El principio de pareto nos habla de la regla del 20-80.
Vilfredo Pareto observó que el 20% de la población poseía el 80% de la propiedad. Este fenómeno se puede apreciar en muchos aspectos de la sociedad.
Este principio se ha extendido al mundo de la productividad y afirma que el 20% de nuestro esfuerzo crea el 80% de los resultados. En muchas empresas sucede que el 20% de los clientes generan el 80% del beneficio, y que el 20% de los usuarios generan el 80% de los problemas. Pero voy a enfocarlo únicamente a la productividad.

Perfección y excelencia
La excelencia, en el ámbito de la mejora personal es perseguir ser excelente en todos los ámbitos, y constantemente la posibilidad de mejorar y cambiar cosas, la gente que tiene como valor el ser excelente se puede encontrar en un bucle de perfeccionismo que solo le traiga infelicidad al no alcanzar las metas. Así que en primer lugar, uno debe pensar: ¿Hasta qué punto quiero llevar la excelencia en este ámbito? ¿Cómo sabré cuándo habré llegado al nivel donde me he propuesto llegar?
Porque el perfeccionismo se da cuando invertimos más recursos de los que realmente disponemos en mejorarlo. Recordemos que si el 20% del trabajo genera un 80% de los resultados, queda otro 80% del trabajo que produce el 20% de resultados, y se puede ver que puesto que nuestros recursos (tiempo y dinero) suelen ser limitados caemos en la inefectividad.

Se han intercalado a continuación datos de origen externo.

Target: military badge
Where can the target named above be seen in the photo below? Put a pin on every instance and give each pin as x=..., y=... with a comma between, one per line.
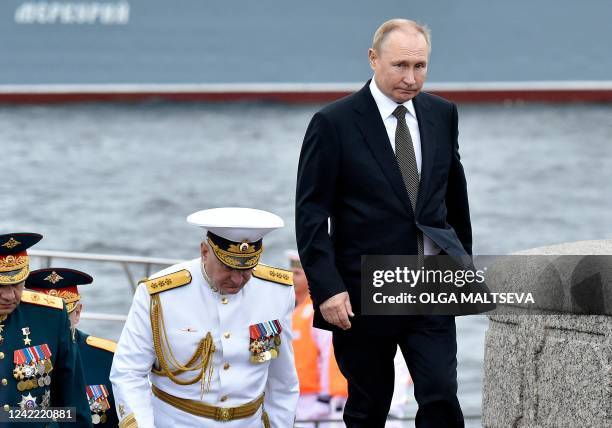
x=32, y=367
x=46, y=399
x=264, y=341
x=27, y=402
x=97, y=396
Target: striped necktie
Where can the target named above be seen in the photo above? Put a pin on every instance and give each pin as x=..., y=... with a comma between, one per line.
x=404, y=152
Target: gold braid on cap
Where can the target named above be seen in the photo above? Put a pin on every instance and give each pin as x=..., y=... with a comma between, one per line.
x=11, y=262
x=14, y=277
x=201, y=359
x=69, y=298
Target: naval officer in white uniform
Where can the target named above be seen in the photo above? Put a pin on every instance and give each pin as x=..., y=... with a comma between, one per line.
x=207, y=342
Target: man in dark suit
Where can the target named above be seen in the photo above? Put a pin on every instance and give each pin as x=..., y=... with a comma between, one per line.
x=96, y=353
x=380, y=173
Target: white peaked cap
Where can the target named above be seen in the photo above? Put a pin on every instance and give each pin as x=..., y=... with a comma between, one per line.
x=237, y=224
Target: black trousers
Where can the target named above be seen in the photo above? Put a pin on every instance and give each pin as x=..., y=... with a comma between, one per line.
x=429, y=346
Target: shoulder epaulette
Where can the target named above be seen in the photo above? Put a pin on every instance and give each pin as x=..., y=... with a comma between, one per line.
x=98, y=342
x=42, y=299
x=168, y=282
x=272, y=274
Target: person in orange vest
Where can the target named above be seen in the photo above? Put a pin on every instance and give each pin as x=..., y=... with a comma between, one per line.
x=321, y=382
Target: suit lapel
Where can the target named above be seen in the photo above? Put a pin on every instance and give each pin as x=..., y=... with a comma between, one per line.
x=368, y=120
x=428, y=146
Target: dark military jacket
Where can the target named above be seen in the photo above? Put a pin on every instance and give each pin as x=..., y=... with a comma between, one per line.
x=97, y=358
x=39, y=364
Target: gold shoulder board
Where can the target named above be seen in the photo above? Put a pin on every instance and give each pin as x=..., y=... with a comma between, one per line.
x=272, y=274
x=42, y=299
x=98, y=342
x=168, y=282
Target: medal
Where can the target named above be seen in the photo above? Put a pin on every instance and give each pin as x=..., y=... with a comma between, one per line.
x=27, y=402
x=18, y=372
x=45, y=400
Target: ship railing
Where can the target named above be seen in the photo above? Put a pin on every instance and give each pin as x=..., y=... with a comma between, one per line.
x=128, y=265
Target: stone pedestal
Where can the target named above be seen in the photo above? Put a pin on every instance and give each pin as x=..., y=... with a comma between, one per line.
x=553, y=370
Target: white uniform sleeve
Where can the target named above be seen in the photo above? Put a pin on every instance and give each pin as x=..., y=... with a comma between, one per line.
x=132, y=363
x=282, y=389
x=323, y=339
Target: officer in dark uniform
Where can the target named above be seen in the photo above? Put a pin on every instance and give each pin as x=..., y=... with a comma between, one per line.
x=96, y=353
x=39, y=364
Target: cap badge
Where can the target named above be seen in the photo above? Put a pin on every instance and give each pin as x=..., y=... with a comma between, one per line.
x=54, y=278
x=11, y=243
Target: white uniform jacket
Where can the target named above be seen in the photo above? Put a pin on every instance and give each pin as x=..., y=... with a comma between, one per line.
x=190, y=312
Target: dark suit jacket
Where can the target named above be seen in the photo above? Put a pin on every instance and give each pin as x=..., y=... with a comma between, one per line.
x=348, y=173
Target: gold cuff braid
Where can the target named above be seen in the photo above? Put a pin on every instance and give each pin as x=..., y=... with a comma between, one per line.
x=128, y=422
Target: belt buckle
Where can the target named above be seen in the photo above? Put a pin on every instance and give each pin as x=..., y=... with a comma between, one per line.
x=224, y=414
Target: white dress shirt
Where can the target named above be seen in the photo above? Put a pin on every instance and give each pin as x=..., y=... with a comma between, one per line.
x=386, y=107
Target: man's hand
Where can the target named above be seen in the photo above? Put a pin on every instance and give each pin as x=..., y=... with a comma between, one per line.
x=337, y=309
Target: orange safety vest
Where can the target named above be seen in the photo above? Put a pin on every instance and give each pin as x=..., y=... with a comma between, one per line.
x=305, y=349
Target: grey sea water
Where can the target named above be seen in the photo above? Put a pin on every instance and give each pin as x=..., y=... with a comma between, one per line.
x=121, y=179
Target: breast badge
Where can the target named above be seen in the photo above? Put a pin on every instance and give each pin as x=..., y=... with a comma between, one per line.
x=32, y=367
x=264, y=341
x=97, y=396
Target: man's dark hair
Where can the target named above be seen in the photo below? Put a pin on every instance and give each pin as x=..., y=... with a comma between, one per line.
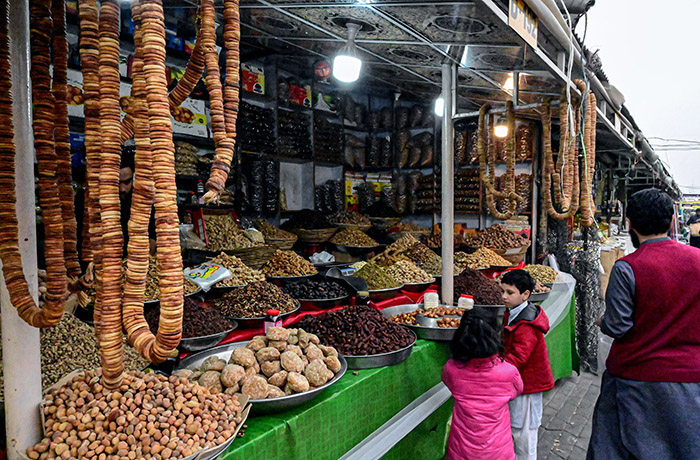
x=650, y=211
x=127, y=159
x=477, y=336
x=520, y=279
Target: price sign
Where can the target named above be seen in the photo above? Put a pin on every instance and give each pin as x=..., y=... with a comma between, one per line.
x=523, y=20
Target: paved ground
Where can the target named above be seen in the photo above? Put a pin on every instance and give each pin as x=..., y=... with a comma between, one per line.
x=566, y=418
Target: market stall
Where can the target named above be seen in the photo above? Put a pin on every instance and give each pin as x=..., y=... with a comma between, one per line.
x=265, y=189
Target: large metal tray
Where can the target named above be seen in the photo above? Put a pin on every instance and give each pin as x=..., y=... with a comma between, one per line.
x=382, y=359
x=417, y=287
x=195, y=344
x=259, y=321
x=383, y=294
x=263, y=406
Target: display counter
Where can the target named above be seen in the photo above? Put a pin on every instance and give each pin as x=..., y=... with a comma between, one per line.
x=362, y=401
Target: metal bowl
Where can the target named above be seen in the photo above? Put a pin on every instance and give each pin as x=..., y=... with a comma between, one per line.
x=382, y=359
x=195, y=344
x=417, y=287
x=383, y=294
x=251, y=323
x=357, y=250
x=442, y=334
x=539, y=296
x=263, y=406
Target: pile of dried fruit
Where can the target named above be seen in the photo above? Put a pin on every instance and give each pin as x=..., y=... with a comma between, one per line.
x=224, y=233
x=281, y=362
x=242, y=274
x=71, y=345
x=542, y=273
x=477, y=260
x=405, y=271
x=353, y=237
x=359, y=330
x=473, y=283
x=288, y=263
x=269, y=231
x=198, y=320
x=349, y=217
x=85, y=420
x=315, y=290
x=253, y=301
x=377, y=278
x=496, y=236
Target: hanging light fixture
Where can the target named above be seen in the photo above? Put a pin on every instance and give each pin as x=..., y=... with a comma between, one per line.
x=501, y=128
x=346, y=64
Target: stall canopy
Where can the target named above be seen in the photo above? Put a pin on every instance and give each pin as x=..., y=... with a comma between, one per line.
x=403, y=44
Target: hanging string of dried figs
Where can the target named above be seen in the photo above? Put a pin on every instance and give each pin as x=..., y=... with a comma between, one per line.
x=486, y=148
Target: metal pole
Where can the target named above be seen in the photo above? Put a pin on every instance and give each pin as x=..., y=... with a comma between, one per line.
x=448, y=174
x=20, y=342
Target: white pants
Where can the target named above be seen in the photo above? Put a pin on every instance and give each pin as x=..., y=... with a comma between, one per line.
x=525, y=420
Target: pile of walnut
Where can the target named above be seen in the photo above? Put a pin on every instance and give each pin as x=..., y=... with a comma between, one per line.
x=282, y=362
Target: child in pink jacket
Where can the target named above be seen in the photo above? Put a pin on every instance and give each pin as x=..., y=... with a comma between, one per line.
x=482, y=384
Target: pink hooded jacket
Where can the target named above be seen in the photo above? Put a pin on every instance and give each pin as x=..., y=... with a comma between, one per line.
x=481, y=389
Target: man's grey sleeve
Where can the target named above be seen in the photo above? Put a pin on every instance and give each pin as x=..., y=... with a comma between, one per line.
x=619, y=301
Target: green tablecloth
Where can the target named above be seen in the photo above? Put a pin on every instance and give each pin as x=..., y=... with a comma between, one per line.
x=349, y=411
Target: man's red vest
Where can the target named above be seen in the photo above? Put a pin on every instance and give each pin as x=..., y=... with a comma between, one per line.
x=664, y=343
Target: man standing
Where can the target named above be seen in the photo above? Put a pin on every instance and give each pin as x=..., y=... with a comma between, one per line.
x=649, y=403
x=694, y=227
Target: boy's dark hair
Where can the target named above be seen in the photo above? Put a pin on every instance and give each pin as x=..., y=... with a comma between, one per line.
x=477, y=336
x=520, y=279
x=650, y=211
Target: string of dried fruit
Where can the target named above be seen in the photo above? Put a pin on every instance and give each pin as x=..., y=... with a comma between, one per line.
x=224, y=143
x=110, y=327
x=486, y=170
x=183, y=88
x=548, y=168
x=232, y=39
x=9, y=246
x=43, y=126
x=143, y=195
x=165, y=343
x=89, y=41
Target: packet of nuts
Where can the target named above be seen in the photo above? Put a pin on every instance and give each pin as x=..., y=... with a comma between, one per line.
x=207, y=274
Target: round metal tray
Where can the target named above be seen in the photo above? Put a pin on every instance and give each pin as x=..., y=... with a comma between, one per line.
x=357, y=250
x=539, y=296
x=417, y=287
x=263, y=406
x=258, y=322
x=324, y=303
x=382, y=359
x=383, y=294
x=195, y=344
x=443, y=334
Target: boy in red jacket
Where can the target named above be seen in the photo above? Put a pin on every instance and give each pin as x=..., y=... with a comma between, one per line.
x=525, y=325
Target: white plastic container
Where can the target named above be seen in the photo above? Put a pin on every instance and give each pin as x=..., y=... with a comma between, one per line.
x=465, y=301
x=431, y=299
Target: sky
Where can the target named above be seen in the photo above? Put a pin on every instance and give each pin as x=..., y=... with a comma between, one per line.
x=649, y=53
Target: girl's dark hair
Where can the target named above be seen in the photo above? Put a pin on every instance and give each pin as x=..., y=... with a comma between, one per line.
x=650, y=211
x=477, y=336
x=520, y=279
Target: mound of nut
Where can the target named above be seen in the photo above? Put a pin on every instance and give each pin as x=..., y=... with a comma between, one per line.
x=353, y=237
x=407, y=272
x=148, y=417
x=282, y=362
x=241, y=273
x=288, y=263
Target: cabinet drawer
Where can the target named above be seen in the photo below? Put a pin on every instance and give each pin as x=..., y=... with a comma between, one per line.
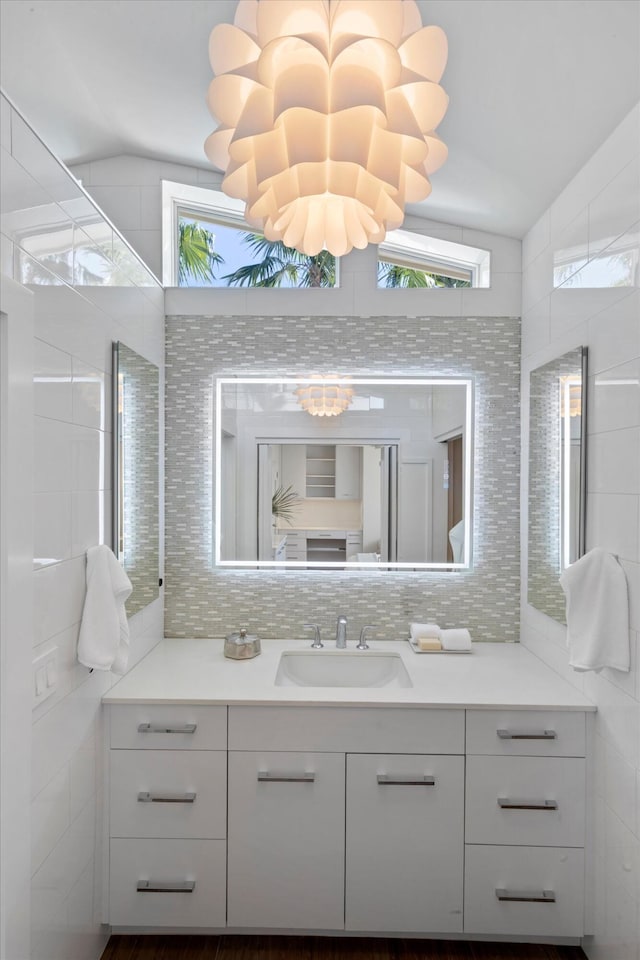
x=177, y=864
x=347, y=729
x=158, y=727
x=502, y=790
x=168, y=793
x=405, y=848
x=286, y=840
x=524, y=872
x=538, y=733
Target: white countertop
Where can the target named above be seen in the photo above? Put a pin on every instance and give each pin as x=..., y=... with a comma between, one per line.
x=492, y=676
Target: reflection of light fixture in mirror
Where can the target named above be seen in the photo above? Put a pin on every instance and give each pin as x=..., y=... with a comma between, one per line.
x=324, y=400
x=327, y=115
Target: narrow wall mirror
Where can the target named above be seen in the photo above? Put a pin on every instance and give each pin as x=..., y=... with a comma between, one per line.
x=328, y=472
x=557, y=477
x=136, y=415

Principio de Pareto aplicado
En realidad el principio de Pareto no es matemático, pero nos avisa de que existe una curva de eficiencia que no es lineal. En otros casos es bastante acuciado: El 2% de la población posee más de la mitad de la riqueza mundial de hecho, Tim Ferriss asegura que el el 2.5% del esfuerzo genera el 95% de los resultados. No en vano, en La semana laboral de 4 horas dedica un capítulo entero a este asunto.

Claro está que Pareto es para quienes no pueden abarcarlo todo. Al menos a mí me saldría una lista interminable de cosas que podría hacer por ocio o por negocio, y estos son las bases que sigo:
- Acepta que no puedes abrarcarlo todo
- Vas a tener que desechar hacer cosas conscientemente, en lugar de posponerlas
- Tienes que saber poner límites: Saber decir No [no debo/no es eficaz/no entra en el plan]
- Establece el ámbito donde quieres ver resultados
- Establece el límite de perfección (menor o igual al 80%)
- Establece un tiempo suficientemente ajustado para llevar a cabo ese 80% de resultados
- Elimina tareas que sean redundantes o vayan a alargar el tiempo previsto
- Ayuda tener una buena organización (de tareas, de tiempos y tener orden)
Aquí hablamos de maximizar. En este caso maximizamos el recurso tiempo. Posiblemente al final tengas tiempo de sobra para realizar las tareas que eliminaste, pero ahora le dedicas el tiempo que merecen porque sabes que sí dispones de él.